La commission a également adopté un amendement de réécriture de l’article 1er bis présenté par M. le rapporteur afin d’assurer que la procédure de sélection de l’actionnaire opérateur économique comme l’attribution du contrat à la SEM à opération unique créée à l’issue de la procédure fasse l’objet d’un référé pré-contractuel ou d’un référé contractuel. Enfin, toujours à l’initiative de M. le rapporteur, la commission a modifié le titre de la proposition de loi afin de préciser qu’elle a pour objet la création par les collectivités territoriales et leurs groupements de SEM à opération unique.

Ainsi, telle quelle, la proposition de loi que nous examinons ce soir répond à deux exigences majeures qui nous rassemblent tous, la maîtrise politique et la sécurité juridique. Le nouvel outil proposé assure la maîtrise politique car il répond à la volonté des collectivités territoriales de renforcer leur rôle et leur visibilité dans la gouvernance des services publics locaux sans revenir pour autant à des formules intégralement publiques, car la collectivité choisit le mode de gestion et sa part au capital en amont de l’appel d’offres. En outre, la SEM sera obligatoirement présidée par un élu. Quant à la sécurité juridique, les élus bénéficient, dans le cadre de la nouvelle SEM à opération unique, du régime de mandataire de la collectivité locale et de la protection afférente même si la collectivité est actionnaire minoritaire. Le recours à la SEM à opération unique contingente donc à la société elle-même les implications financières du contrat. Le risque financier pris par la collectivité est donc limité à son apport au capital.

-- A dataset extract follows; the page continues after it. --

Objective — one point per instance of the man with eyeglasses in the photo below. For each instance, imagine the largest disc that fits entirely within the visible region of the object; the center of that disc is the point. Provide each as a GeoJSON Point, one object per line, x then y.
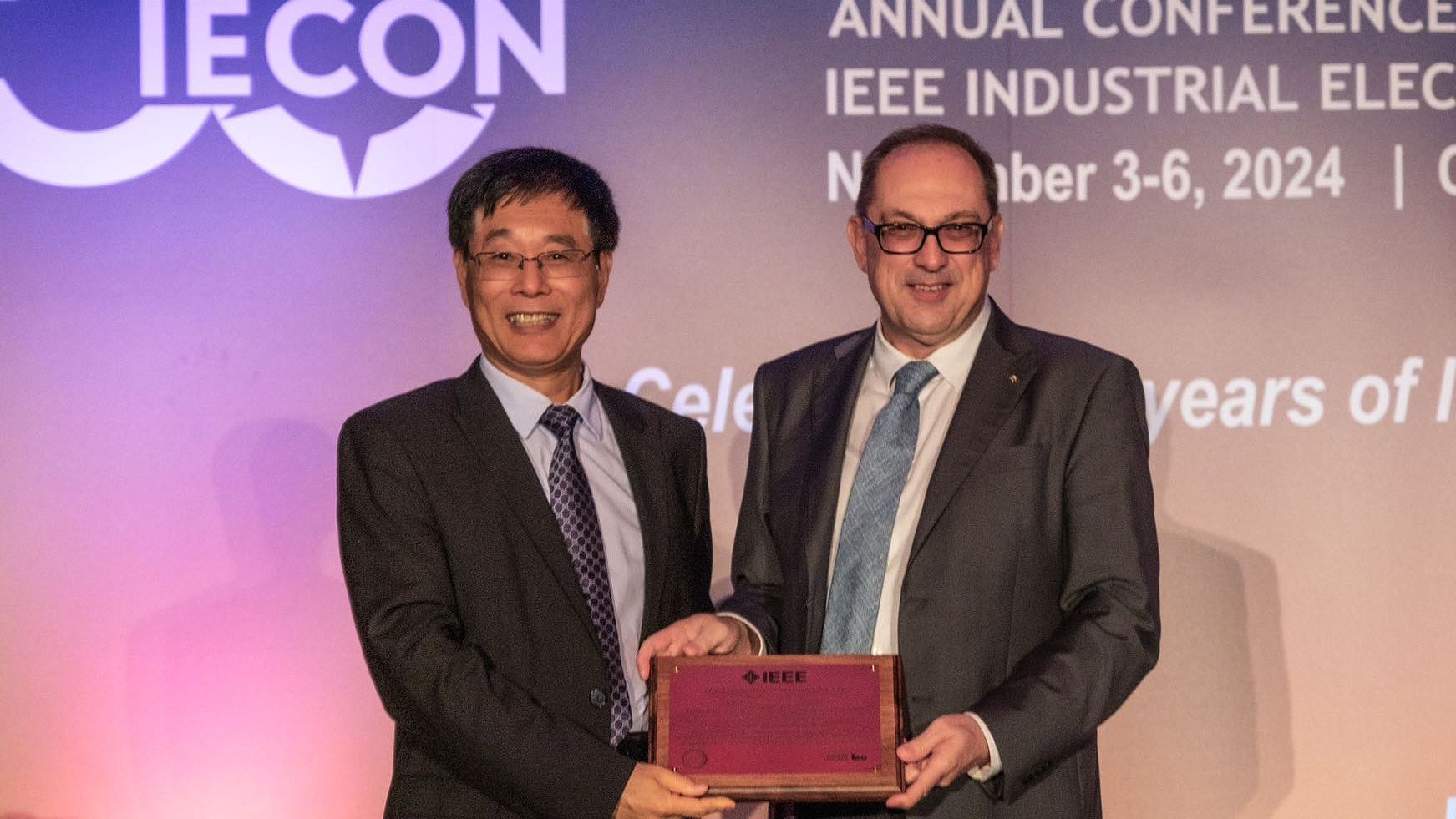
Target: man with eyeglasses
{"type": "Point", "coordinates": [961, 491]}
{"type": "Point", "coordinates": [510, 534]}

Je tiens à vous assurer, mesdames et messieurs les députés, de l’approbation totale et sans réserve par le Gouvernement des évolutions du texte que vous avez décidées. C’est la raison pour laquelle je ne vous proposerai que deux amendements de précision. À l’article 1er, il s’agit simplement de préciser que le quantum minimum des parts attribuables aux actionnaires opérateurs économiques s’entend bien pour les opérateurs économiques dans leur ensemble et non considérés individuellement. À l’article 1er bis, il semble nécessaire de prévoir que l’assemblée délibérante de la collectivité ou du groupement de collectivités se prononce de manière effective et formelle sur le principe même du recours à la SEM à opération unique.

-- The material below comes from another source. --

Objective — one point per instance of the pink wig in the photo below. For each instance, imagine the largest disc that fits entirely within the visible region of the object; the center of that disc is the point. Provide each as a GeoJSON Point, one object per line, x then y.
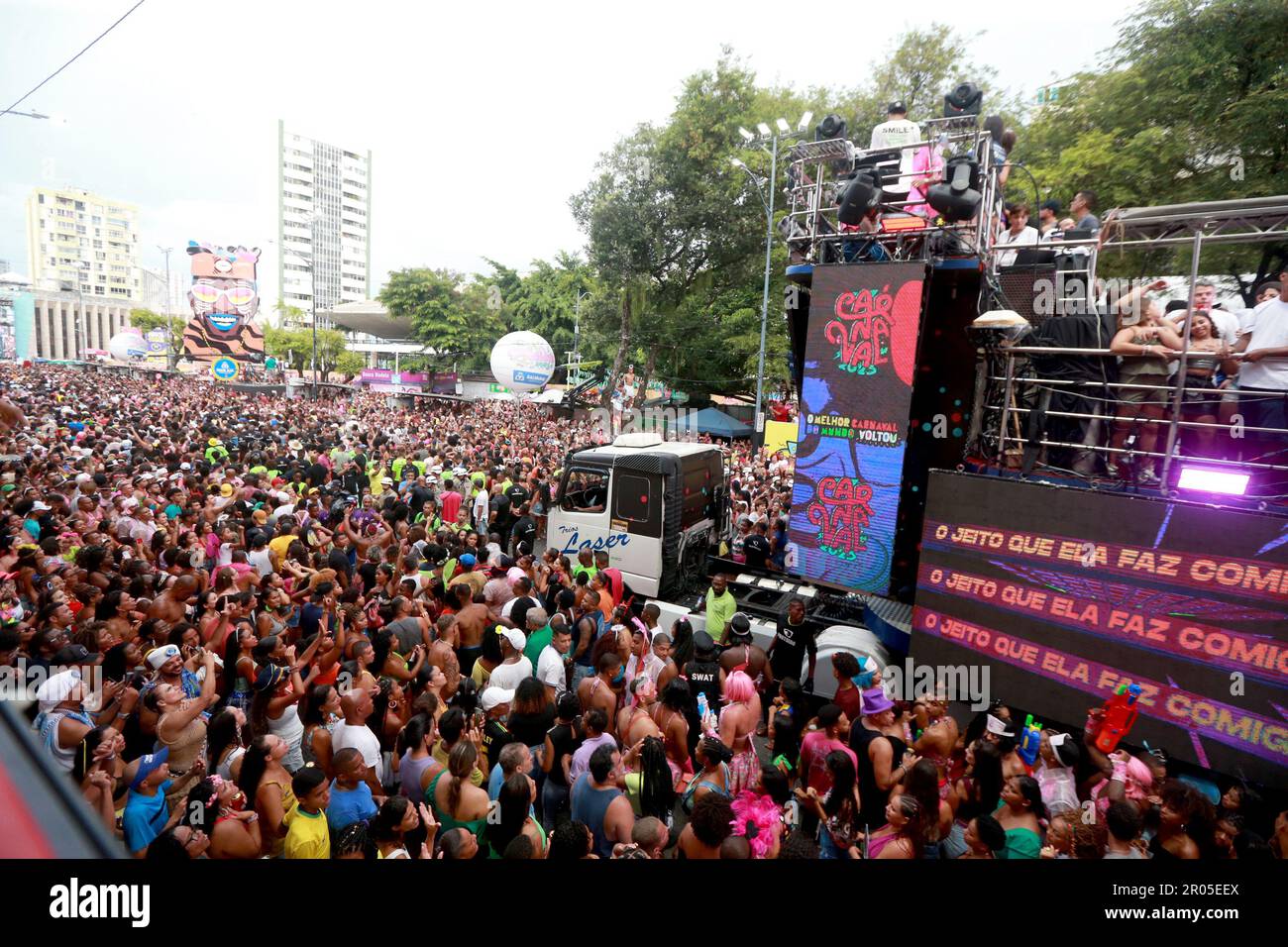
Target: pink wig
{"type": "Point", "coordinates": [758, 819]}
{"type": "Point", "coordinates": [739, 688]}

Comme nous le savons tous, mesdames et messieurs les députés, la gestion de tous les services publics connaît en France de grandes mutations. Sous l’effet des évolutions réglementaires et technologiques d’une part et des attentes des parties prenantes et bien entendu des citoyens d’autre part, le contenu des services publics est en pleine évolution. Simultanément, et fort logiquement, les entités juridiques à même de les exploiter et les outils de la commande publique doivent évoluer. Face à de tels changements, les collectivités territoriales ont spécialement besoin qu’on leur fasse confiance et qu’on leur simplifie les modalités de gestion du service public. La proposition de loi relative à la SEM à opération unique dont nous allons débattre ce soir participe indéniablement de ce chantier auquel le Gouvernement est très attaché.